Keep up the good work!
yugular

pictote said...

hello, i am the first anonymous, not the second. It's une great projet et i want just to help you. i an mot un programmer, just une gamer.

Forge said...

"On what basis you add cards to the program? And how often?"

The answer is very randomly. Usually we try to add whatever cards that we can but we can only add "simple" cards. Although I am very happy to say that we have planeswalkers, exalted, first and double strike.

Forge said...

I'm glad that my program runs on Mac. Everyone needs to play Magic, even Mac owners.

Forge said...

Testing is a hard but interesting subject. Hard because MTG Forge's architecture doesn't support testing but we all know that testing is important.

The truth is that this is a free project that is done in our spare time and while it doesn't always work 100% it is still very impressive. Although I'm glad willow and his Wagic project supports testing and has a great many cards.

Anonymous said...

Willow, regression tests sound like a great plan, and I agree with you, we should plug them into MTGForge.

But to be honest I'm not sure how to implement them into the current architecture :(

WilLoW :--) said...

@Forge and DennisBergkamp.
Here are the steps I took:
1) Implement an AI vs AI mode. i.e., make sure that the game does not rely too much on player 1 being human
2)create a "TestPlayer" class that will inherit from the AIPlayer class
3)Whenever the TestPlayer class needs to play, rather than calling the AI regular methods, read the action to perform in a text file
4)The TestPlayer class has to be extremely simple, to ensure that it does not influence the behavior of the game (i.e. the state of the game while testing should be as close as possible to the state of the game when playing). What I do is calling the most upper level functions. In forge, it could probably be simulating clicks on the interface.
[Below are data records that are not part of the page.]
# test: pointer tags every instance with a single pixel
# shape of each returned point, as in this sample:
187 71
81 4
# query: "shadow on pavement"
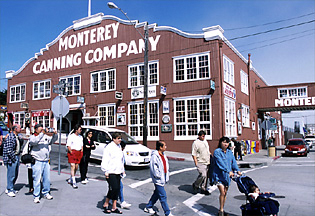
187 188
214 211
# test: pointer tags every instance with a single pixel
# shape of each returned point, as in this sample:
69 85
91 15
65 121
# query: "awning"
40 113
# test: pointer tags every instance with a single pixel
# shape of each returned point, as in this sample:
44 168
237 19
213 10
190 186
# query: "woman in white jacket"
113 166
159 171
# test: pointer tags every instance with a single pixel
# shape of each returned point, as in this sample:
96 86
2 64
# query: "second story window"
244 82
228 67
136 74
41 89
73 84
17 93
102 81
191 67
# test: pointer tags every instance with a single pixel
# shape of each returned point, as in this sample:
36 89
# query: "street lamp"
145 84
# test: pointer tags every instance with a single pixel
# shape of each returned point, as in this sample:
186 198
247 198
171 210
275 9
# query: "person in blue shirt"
224 167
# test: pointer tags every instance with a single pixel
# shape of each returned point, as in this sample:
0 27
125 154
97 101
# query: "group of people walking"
218 167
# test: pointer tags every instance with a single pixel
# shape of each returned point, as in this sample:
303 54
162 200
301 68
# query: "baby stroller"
262 205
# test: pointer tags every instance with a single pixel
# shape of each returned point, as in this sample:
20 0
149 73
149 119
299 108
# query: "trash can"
272 151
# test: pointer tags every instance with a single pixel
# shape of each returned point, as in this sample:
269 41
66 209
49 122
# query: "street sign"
59 106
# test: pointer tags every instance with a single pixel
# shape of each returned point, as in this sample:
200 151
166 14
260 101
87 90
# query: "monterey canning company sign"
92 36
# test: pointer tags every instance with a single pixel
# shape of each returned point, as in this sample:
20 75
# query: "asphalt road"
291 178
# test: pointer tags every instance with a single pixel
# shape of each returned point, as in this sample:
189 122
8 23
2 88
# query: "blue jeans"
12 173
159 193
121 192
41 170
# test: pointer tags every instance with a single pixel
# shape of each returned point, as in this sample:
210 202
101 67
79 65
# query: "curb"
175 158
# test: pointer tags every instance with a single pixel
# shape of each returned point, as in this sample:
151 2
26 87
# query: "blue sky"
281 57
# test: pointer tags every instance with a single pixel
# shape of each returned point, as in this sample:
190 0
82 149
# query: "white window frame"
138 76
106 83
185 69
44 120
287 90
72 85
19 118
228 68
230 117
139 119
107 119
39 91
245 116
186 115
244 82
15 87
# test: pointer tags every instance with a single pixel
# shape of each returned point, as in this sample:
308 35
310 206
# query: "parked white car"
135 153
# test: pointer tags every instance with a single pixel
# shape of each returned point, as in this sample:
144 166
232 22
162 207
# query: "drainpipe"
222 113
249 81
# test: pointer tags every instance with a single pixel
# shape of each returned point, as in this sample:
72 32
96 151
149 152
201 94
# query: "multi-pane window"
192 115
245 116
19 118
136 111
73 84
136 74
102 81
292 92
244 82
192 67
107 115
43 120
230 118
17 93
228 67
41 89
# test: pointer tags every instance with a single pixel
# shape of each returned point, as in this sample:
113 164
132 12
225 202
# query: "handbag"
26 156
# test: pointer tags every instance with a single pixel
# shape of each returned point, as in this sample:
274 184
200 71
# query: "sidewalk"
86 200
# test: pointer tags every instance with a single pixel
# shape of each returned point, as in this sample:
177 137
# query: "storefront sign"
85 39
121 118
166 128
229 91
163 90
139 92
40 113
118 95
166 119
121 109
307 101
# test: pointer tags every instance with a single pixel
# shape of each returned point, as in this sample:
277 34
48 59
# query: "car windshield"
296 142
128 140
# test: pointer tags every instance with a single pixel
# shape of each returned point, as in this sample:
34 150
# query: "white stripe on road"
137 184
294 165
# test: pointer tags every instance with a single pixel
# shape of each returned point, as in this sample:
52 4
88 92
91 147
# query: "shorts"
75 156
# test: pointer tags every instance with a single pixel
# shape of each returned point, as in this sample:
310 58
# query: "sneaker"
69 181
85 181
74 185
36 200
125 205
11 194
48 196
6 191
149 210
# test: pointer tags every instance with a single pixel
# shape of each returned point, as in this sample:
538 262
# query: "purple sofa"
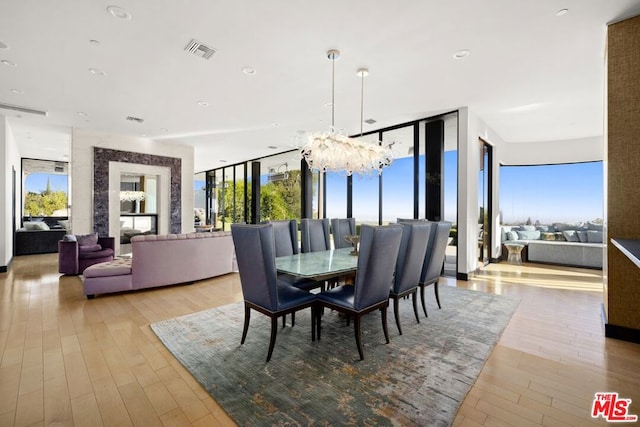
75 256
164 260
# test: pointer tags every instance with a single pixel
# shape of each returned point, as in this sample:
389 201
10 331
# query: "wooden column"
622 276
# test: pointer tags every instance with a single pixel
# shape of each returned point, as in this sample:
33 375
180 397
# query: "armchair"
76 253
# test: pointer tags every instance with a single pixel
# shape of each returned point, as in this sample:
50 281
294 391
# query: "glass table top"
318 264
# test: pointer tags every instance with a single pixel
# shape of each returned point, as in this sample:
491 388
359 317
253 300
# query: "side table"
515 251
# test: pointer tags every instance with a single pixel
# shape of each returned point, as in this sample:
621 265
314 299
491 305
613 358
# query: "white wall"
553 152
470 129
9 160
82 143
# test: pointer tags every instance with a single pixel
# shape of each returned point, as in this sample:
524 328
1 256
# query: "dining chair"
413 247
286 237
379 248
261 289
315 234
434 260
341 227
286 243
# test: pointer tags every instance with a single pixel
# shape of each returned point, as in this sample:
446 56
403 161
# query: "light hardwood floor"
66 360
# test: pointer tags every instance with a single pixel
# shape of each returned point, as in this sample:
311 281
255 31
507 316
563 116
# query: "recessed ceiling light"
461 53
362 72
97 72
119 12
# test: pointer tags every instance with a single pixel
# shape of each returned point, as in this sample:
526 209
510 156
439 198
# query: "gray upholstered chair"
379 248
285 234
261 289
286 237
413 247
315 234
341 227
434 260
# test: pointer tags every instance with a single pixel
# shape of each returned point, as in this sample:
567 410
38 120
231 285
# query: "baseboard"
622 333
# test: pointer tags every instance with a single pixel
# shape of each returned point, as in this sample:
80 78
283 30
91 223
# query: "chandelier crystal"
332 151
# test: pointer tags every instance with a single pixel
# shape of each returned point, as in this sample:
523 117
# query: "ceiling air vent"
199 49
22 109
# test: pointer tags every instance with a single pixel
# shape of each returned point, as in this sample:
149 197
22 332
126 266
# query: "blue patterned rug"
420 378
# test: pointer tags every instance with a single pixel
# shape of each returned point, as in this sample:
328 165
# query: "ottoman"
107 277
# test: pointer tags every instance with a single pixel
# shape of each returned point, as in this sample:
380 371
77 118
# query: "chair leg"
358 332
396 312
383 311
424 307
247 316
274 331
414 297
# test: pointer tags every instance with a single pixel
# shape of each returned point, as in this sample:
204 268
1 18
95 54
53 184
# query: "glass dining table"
319 265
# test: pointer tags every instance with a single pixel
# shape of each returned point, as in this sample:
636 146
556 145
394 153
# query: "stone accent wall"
101 159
Only point 1) is a bit difficult I think.

That's pretty much it. If I have time I'll have a look at Forge's source to give you a more specific answer.

Gando the Wandering Fool said...

Most interesting conversation here to date. :)

I agree that testing code internally is key to getting a less bugridden better quality program but I question whether those methods listed will even work with the current code.